Il lavoro di Anderson si avvale anche del supporto della Biblioteca Vaticana. Il prefetto, monsignor Pasini, coordina confronti con altre copie, studi su filigrane e fluorescenze. Il verdetto è chiaro: il foglio con il disegno è originale, coevo al resto del volume. A Melbourne, al Synchrotron della Monash University, vengono analizzati gli inchiostri. Le sottolineature, le aggiunte, raccontano una vita del libro. Il volto della Madonna è appena accennato, privo di tratti ben definiti. “Forse per rispetto del divino”, azzarda Anderson. L’iscrizione, secondo lei, potrebbe derivare da un biglietto funebre, una memoria lasciata da chi conosceva Giorgione e ne ha voluto fissare il ricordo.

Una scoperta così non capita tutti i giorni. Non solo perché ridisegna un profilo sapientemente biografico, ma perché incrina certezze consolidate. Le date di nascita di artisti del calibro di Tiziano, del Bellini, di Carpaccio restano approssimative. Vasari si affidava a racconti orali, non a documenti. Qui, invece, tutto sembra incredibilmente concreto. E proprio per questo suscita resistenze. Salvatore Settis, amico di Anderson, avverte che ci vorrà del tempo perché il mondo accademico accolga pienamente questa nuova ricostruzione. C’è anche un pregiudizio più sottile: l’idea che l’Australia non “debba” scoprire nulla di decisivo sull’arte europea.

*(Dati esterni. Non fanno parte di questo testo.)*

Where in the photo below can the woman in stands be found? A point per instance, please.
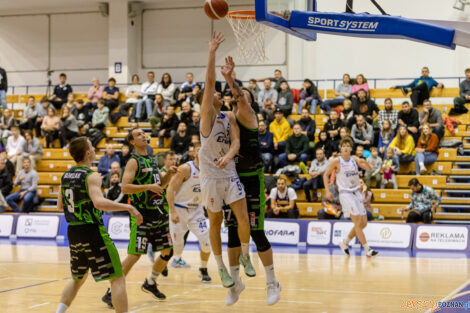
(427, 150)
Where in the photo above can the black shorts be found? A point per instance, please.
(154, 230)
(91, 248)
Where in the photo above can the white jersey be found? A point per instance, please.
(214, 146)
(347, 178)
(189, 194)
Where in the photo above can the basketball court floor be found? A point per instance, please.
(33, 274)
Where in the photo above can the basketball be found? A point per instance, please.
(216, 9)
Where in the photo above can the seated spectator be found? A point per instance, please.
(296, 148)
(342, 92)
(464, 96)
(107, 159)
(388, 113)
(14, 147)
(31, 149)
(375, 162)
(6, 183)
(266, 144)
(30, 115)
(283, 201)
(424, 202)
(309, 97)
(61, 91)
(403, 145)
(433, 117)
(95, 93)
(166, 88)
(180, 140)
(50, 127)
(362, 132)
(390, 169)
(420, 87)
(281, 130)
(111, 95)
(68, 127)
(427, 149)
(169, 125)
(285, 99)
(27, 178)
(408, 117)
(316, 171)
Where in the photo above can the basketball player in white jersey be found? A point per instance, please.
(220, 139)
(186, 212)
(347, 180)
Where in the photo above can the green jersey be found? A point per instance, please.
(78, 207)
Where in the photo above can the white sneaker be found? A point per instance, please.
(234, 293)
(274, 293)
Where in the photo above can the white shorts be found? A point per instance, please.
(217, 191)
(192, 220)
(352, 203)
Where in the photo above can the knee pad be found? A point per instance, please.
(233, 240)
(260, 239)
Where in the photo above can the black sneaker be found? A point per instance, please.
(146, 287)
(205, 278)
(107, 299)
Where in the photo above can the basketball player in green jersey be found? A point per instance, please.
(82, 201)
(251, 172)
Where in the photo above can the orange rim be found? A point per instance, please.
(242, 15)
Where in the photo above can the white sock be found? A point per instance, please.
(270, 275)
(245, 248)
(220, 261)
(62, 308)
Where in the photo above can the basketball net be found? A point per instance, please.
(249, 35)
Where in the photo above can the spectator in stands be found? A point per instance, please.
(27, 178)
(50, 127)
(317, 168)
(266, 145)
(362, 132)
(166, 88)
(147, 92)
(385, 136)
(360, 83)
(3, 88)
(427, 149)
(14, 147)
(30, 114)
(180, 140)
(107, 159)
(169, 125)
(309, 96)
(68, 127)
(296, 148)
(111, 95)
(424, 202)
(61, 92)
(342, 92)
(388, 113)
(281, 130)
(375, 162)
(6, 184)
(433, 117)
(420, 91)
(283, 200)
(31, 149)
(464, 96)
(267, 93)
(95, 93)
(409, 118)
(403, 145)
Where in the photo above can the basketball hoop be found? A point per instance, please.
(249, 35)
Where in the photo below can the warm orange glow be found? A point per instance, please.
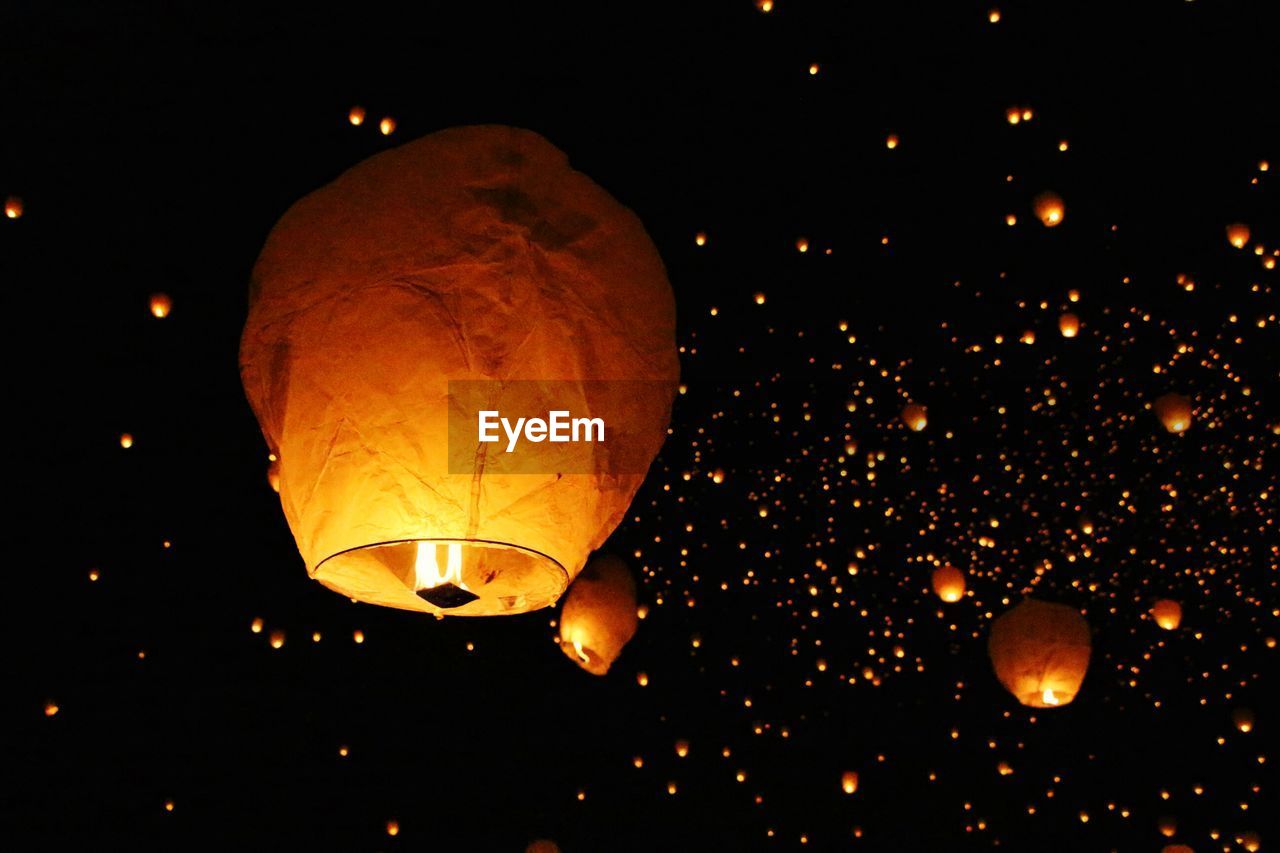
(949, 583)
(1069, 325)
(1168, 614)
(1238, 235)
(160, 305)
(914, 416)
(1041, 652)
(1174, 411)
(1050, 209)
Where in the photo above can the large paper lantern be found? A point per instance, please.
(949, 583)
(1174, 413)
(599, 615)
(1041, 652)
(474, 258)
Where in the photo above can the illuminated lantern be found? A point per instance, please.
(1243, 720)
(160, 305)
(599, 615)
(949, 583)
(1041, 652)
(1174, 411)
(914, 416)
(1168, 614)
(1238, 235)
(1069, 325)
(1050, 209)
(474, 254)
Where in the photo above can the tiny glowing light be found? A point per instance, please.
(1238, 235)
(1050, 209)
(160, 305)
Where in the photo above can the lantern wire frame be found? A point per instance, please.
(506, 578)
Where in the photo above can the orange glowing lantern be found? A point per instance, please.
(949, 583)
(1243, 720)
(1168, 614)
(914, 416)
(1174, 411)
(160, 305)
(475, 255)
(1238, 235)
(1050, 209)
(1069, 325)
(1041, 652)
(599, 615)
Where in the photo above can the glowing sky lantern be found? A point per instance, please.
(1168, 614)
(1041, 652)
(1174, 411)
(160, 305)
(1048, 209)
(1238, 235)
(599, 615)
(949, 583)
(471, 255)
(1069, 325)
(914, 416)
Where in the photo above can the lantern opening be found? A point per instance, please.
(460, 576)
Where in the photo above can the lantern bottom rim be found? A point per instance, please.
(496, 578)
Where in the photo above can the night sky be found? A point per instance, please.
(842, 195)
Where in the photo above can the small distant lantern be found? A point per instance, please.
(1168, 614)
(1243, 720)
(949, 583)
(1238, 235)
(1069, 325)
(1041, 652)
(160, 305)
(478, 255)
(1174, 411)
(1050, 209)
(599, 615)
(914, 416)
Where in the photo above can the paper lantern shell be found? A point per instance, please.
(1174, 413)
(599, 615)
(474, 254)
(1041, 652)
(949, 583)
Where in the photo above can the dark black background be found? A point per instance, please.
(155, 145)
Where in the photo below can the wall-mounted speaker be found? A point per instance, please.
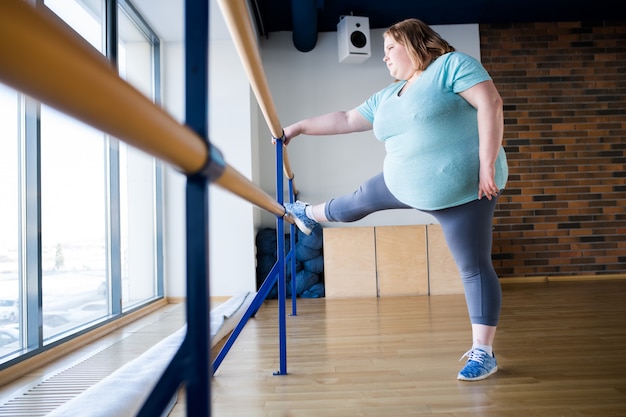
(353, 38)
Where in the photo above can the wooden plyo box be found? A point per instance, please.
(388, 261)
(349, 262)
(401, 260)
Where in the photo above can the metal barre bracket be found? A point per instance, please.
(214, 166)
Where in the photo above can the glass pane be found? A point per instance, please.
(137, 177)
(84, 16)
(74, 251)
(73, 188)
(10, 320)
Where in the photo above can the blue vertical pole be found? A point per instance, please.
(191, 365)
(197, 213)
(280, 255)
(292, 259)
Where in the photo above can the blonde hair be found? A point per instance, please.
(422, 43)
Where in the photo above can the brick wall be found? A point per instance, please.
(564, 89)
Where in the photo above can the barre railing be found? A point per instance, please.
(50, 62)
(237, 17)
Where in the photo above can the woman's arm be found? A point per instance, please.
(484, 97)
(328, 124)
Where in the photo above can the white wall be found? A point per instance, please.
(312, 83)
(302, 85)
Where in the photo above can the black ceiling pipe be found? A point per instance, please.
(304, 18)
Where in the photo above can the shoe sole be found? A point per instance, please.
(300, 225)
(478, 378)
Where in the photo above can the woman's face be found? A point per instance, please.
(397, 59)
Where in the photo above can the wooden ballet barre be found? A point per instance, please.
(47, 60)
(237, 17)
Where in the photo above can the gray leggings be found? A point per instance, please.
(468, 232)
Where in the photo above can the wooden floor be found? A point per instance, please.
(561, 349)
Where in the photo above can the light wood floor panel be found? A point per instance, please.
(561, 350)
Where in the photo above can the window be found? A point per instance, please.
(80, 222)
(10, 340)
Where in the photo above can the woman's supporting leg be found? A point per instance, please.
(468, 232)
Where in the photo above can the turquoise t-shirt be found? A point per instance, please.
(431, 135)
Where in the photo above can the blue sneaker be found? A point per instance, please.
(479, 365)
(297, 211)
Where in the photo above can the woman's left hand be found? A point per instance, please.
(487, 184)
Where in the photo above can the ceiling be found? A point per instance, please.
(308, 17)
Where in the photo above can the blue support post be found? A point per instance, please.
(280, 254)
(292, 253)
(191, 364)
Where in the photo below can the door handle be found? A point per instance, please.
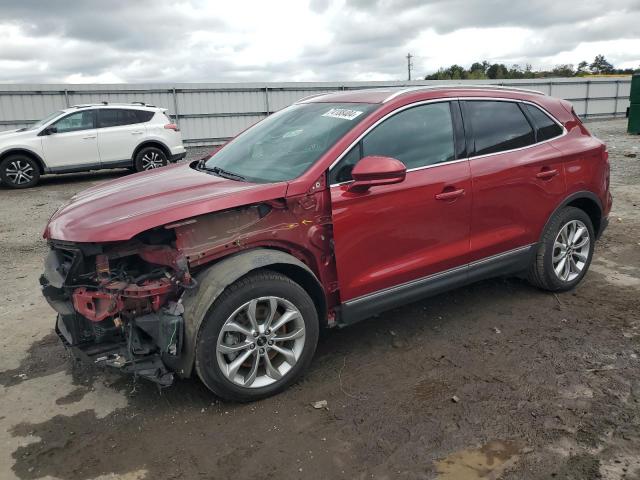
(547, 174)
(450, 194)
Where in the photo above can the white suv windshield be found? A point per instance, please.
(287, 143)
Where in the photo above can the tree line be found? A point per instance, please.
(483, 70)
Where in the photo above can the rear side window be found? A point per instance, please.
(82, 120)
(113, 117)
(497, 126)
(546, 128)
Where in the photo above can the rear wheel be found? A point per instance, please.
(150, 158)
(565, 252)
(258, 337)
(19, 171)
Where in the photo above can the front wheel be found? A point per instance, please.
(565, 251)
(19, 171)
(150, 158)
(258, 337)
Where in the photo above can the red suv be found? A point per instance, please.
(321, 215)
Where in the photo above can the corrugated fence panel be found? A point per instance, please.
(213, 112)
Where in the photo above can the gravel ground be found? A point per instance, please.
(495, 380)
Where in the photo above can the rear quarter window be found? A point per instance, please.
(144, 115)
(497, 126)
(114, 117)
(546, 128)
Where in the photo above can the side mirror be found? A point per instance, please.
(373, 171)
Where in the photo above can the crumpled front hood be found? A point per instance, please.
(120, 209)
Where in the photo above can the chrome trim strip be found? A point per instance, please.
(460, 87)
(435, 276)
(449, 99)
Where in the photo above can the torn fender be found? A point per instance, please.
(212, 283)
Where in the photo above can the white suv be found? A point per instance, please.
(90, 137)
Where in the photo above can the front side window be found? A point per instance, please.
(418, 137)
(497, 126)
(286, 144)
(83, 120)
(546, 128)
(44, 121)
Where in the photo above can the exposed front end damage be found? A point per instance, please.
(122, 303)
(119, 305)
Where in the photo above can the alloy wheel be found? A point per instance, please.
(260, 342)
(571, 250)
(152, 160)
(19, 172)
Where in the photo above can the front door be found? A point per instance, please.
(74, 146)
(393, 234)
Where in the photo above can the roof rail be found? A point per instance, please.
(85, 105)
(300, 100)
(461, 87)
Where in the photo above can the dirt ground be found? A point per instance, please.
(495, 380)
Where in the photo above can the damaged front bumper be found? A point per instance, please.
(120, 307)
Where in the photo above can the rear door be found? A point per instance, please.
(74, 146)
(393, 234)
(518, 177)
(120, 131)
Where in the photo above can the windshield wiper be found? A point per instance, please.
(222, 172)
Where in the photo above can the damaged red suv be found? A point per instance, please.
(321, 215)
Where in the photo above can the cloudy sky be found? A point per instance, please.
(111, 41)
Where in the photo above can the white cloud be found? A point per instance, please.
(293, 40)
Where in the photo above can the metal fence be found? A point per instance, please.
(211, 113)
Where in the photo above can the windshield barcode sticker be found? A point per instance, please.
(342, 113)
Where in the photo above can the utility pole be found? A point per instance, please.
(409, 65)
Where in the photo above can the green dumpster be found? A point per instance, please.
(634, 109)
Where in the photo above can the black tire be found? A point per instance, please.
(541, 272)
(149, 158)
(19, 171)
(257, 284)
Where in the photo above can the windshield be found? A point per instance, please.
(286, 144)
(42, 122)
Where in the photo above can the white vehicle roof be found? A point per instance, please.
(136, 105)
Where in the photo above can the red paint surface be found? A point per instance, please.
(384, 235)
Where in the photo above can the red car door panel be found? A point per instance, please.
(514, 194)
(393, 234)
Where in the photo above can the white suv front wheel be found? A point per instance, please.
(19, 171)
(149, 158)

Un’idea che questa storia smentisce, pagina dopo pagina.

Il percorso di ricerca certosino, e il libro che ne è scaturito, sono stati presentati anche lo scorso 2 dicembre, a Melbourne, al Co.As.It., in un evento promosso insieme ad ANZAMEMS e alla Società Dante Alighieri. Il volume è stato lanciato da Andrea Rizzi, Professore di Studi Italiani e da Christopher R. Marshall, professore associato di Storia dell’Arte, entrambi dell’Università di Melbourne. Un momento di confronto che ha ribadito quanto la collaborazione tra discipline e istituzioni sia oggi imprescindibile.

Alla fine, Anderson non parla di rivelazioni definitive, ma di un inizio. “Spero che il pubblico colga l’importanza del dialogo tra storia dell’arte e scienza della conservazione”. E risponde alla nostra ultima domanda con un’affermazione: “A volte, le intuizioni migliori nascono per caso, tra pagine ingiallite, quando qualcuno decide di girare un libro e guardare dove nessuno aveva pensato di guardare prima”.